I scrutnised the wedding dress with my fashion concous oculars.
The wedding dress did need something and I knew what that something was.
How proud I was later that day when wee Pansey walked up the isle with a Robinson's marmalade gollywog pinned to her cleavage.
Needles to say, the Clougher wan's were agog at the gollywog.
From she who walks with beauty,
ROSIE RYAN xxx

Saturday 21 May 2011

How To Explain The Blewness Of The Blew-Bells.

Deer Gerry, 'tis I, Rosie Ryan the enchanting, enchantress of the bog.
I heer some peeple were worried and pre-turbed that my son Bon Jovi and and me may have shuffled of this amoral coil. Fiddle-sticks and jelly beans.
Fie, Fie and thrice times-fie. Bon Jovi and me is thriving like too porkers and us bowls are as regular as Big Ben. Now you are in training to run from Belfast to Boston, why don't you slip into a wee pear of shorts and take a run up to sea me.
I wood make sure Bon Jovi was muzzled and tied up.

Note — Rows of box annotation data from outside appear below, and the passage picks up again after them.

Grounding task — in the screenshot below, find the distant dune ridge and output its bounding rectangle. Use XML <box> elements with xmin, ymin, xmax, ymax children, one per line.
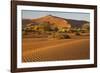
<box><xmin>22</xmin><ymin>15</ymin><xmax>89</xmax><ymax>28</ymax></box>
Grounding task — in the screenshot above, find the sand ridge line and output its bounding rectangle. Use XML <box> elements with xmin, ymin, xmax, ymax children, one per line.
<box><xmin>24</xmin><ymin>39</ymin><xmax>89</xmax><ymax>54</ymax></box>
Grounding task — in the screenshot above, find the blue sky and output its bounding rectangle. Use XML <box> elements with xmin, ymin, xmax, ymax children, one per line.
<box><xmin>22</xmin><ymin>10</ymin><xmax>90</xmax><ymax>21</ymax></box>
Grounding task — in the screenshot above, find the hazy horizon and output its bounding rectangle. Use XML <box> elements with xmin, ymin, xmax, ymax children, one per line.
<box><xmin>22</xmin><ymin>10</ymin><xmax>90</xmax><ymax>21</ymax></box>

The cub gets excited when he sea's strangers and usually goes for the jugular. Once he got used to your sent he wood be as playful as grizzly bare cub.
All of the cubs growling, snarling and lunging is mearly a defence mechanism to cover up his insecurity and chronic shyness.
"You should get out more Bon Jovi" I say.
"Meet people, make new friends".
But the cub seems quite happy to spent the day glowering out of a deep burrow he dug adjacent to the midden.
But I am not worried about he who used to be a fetus, both the doctor and the priest described Bon Jovi as, a hell of a cub.
Gerry, knowing my wild passion for Hi headucation it wool knot come as a surprise to you to no I am studying the ancient, Chinese language of mandolin. It is a facinating language in which vowels abound.
I am also working on a tapestry of the last supper,which depicts Judas as a
a red-arsed baboon.
Jesus is gnawing at the heel of a pan loaf and glaring at Judas with wild hate and loathing in his gentle, brown eyes.
Oh Gerry, deerest Gerry, I wish I could explain in graphite detail the exquitive beauty of the blew-bells.
The blew-bells are the blewest blew-bells I have ever clapped eyes on.
You should see the blew, so very, very blew, too blew for any kuman being to describe their blewness.
I wish there was something I could kompare to the blew of the blew-bells,
but there isn't.
I once had a pear of nickers in blew, the same blew, as the blew-bells.
"Send them up to me!" I hear you shout.
"So I two kan understand the blewness of the blew-bells".
"Alas Gerry my bon a me, they are no more. Wear and tear Gerry. Wear and tear. Alas, the words, wear and tear, could be subscribed on the tombstone of numerous pears of nickers.
Age alas, did wither them and the years condem.
I must flea deerest one, I sea Bon Jovi crawling out of his burrow seeking nourishment and substance.
Fair-well, Fair-well, my noble Prince.